Decisão administrativa da 11ª Promotoria de Justiça de Defesa do Consumidor determinou a paralisação das vendas de terrenos no loteamento Santos Reis, realizada pela Aroeira Empreendimentos Imobiliários Ltda., em razão de irregularidades, sob pena de multa diária no valor de R$1 mil. A decisão, assinada pelo promotor Carlos Alberto Valera, em colaboração, determina ainda que a Rádio Transamérica retire de sua programação toda publicidade relacionada ao empreendimento.
Consta na decisão administrativa que um agente fiscal do Procon constatou em 16 de janeiro deste ano que o loteamento tem sido comercializado sem qualquer registro em Cartório de Imóveis, o que é proibido pelo artigo 37 da Lei nº 6.766 de 1979. Um auto de infração foi lavrado pelo fiscal, notificando a Aroeira Empreendimentos Imobiliários para a defesa administrativa.
Uma semana depois, L.H.A. compareceu ao Ministério Público de Minas Gerais informando que, em virtude da propaganda ouvida na Rádio Transamérica, adquiriu um terreno no loteamento Santos Reis, com contrato de compra e venda devidamente assinado.
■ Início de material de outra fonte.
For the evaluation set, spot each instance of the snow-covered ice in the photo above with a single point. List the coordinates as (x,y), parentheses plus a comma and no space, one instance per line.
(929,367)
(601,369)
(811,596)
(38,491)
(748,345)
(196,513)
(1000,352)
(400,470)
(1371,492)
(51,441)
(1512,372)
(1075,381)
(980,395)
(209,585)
A mulher informou ainda que os imóveis estavam sendo vendidos para a construção de um condomínio e que a Aroeira Empreendimentos não estava repassando aos consumidores uma escritura individualizada da área adquirida por cada pessoa.
Com base nestes fatos, o promotor Carlos Alberto Valera instaurou processo administrativo por violação aos direitos básicos do consumidor e por veiculação de publicidade irregular. O promotor verificou ainda que os requisitos legais de implantação não estão sendo atendidos pelo empreendimento, visto que o loteamento está inserido em área rural do município de Uberaba. Conforme a Lei 6.766/79, é totalmente proibido o loteamento ou parcelamento de propriedade localizada em área rural com finalidade urbana por não estar previsto no plano diretor ou aprovada por legislação municipal específica.
A ocupação populacional sem planejamento geraria áreas desprovidas de infraestrutura urbana, como abastecimento de água, coleta e destinação de esgotos, iluminação domiciliar e pública, sistema de drenagem pluvial, coleta de lixo, saúde, educação, entre outros. “A existência de loteamento ou condomínio e outros empreendimentos imobiliários para fins urbanos, na zona rural, em função de expansão urbana sem planejamento, podem acarretar impactos negativos ao ambiente, como supressão de vegetação, danos à fauna, impermeabilização dos solos, erosão, assoreamento dos rios, alteração da paisagem, poluição com lixo e esgoto, problemas no sistema viário e edificações em áreas de preservação permanente”, reforça o promotor Carlos Valera.